What I have just written is, as I have noted above, a point that has been made repeatedly in response to the #BlackLivesMatter narrative. Surely the academics responsible for this latest Washington Post propaganda piece are familiar with the issue, and even if they weren’t, the obvious need to cross-check civilian killings by cops against crime data would have occurred to any honest, self-respecting analyst, especially to those who have claimed, in this same story, that “[f]or each killing, they gathered data on the person killed, the police officers involved and the circumstances” (emphasis mine). There is, in other words, simply no escaping the conclusion that these people are deliberately misleading you into believing that we live in a White supremacist nation where racist cops heedlessly kill unarmed Blacks.

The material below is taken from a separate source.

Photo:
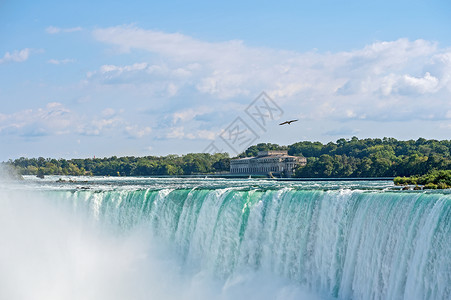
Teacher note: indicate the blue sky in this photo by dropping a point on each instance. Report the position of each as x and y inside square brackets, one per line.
[139, 78]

This obfuscation effort is not without consequences. Most directly, there is good reason to conclude it is resulting in cops pulling out of those same, allegedly “over-policed,” Black neighborhoods, yielding a predictable increase in crime that afflicts the Blacks who live in those neighborhoods the most. The tall tale of cops killing Blacks is also apparently wreaking havoc on the psychological health of Blacks. And most difficult to quantify and to contain is the harm to our collective political health, as the fake news of this form of rampant White supremacy gets heedlessly perpetuated, sowing real racial polarization and tearing the fabric of our nation apart.
The fundamental lie of cops killing Blacks at the core of #BlackLivesMatter, the inane NFL anthem protests and the divisive grandstanding of uninformed politicos must be combatted, and responsible academics, journalists, and concerned citizens must start speaking up.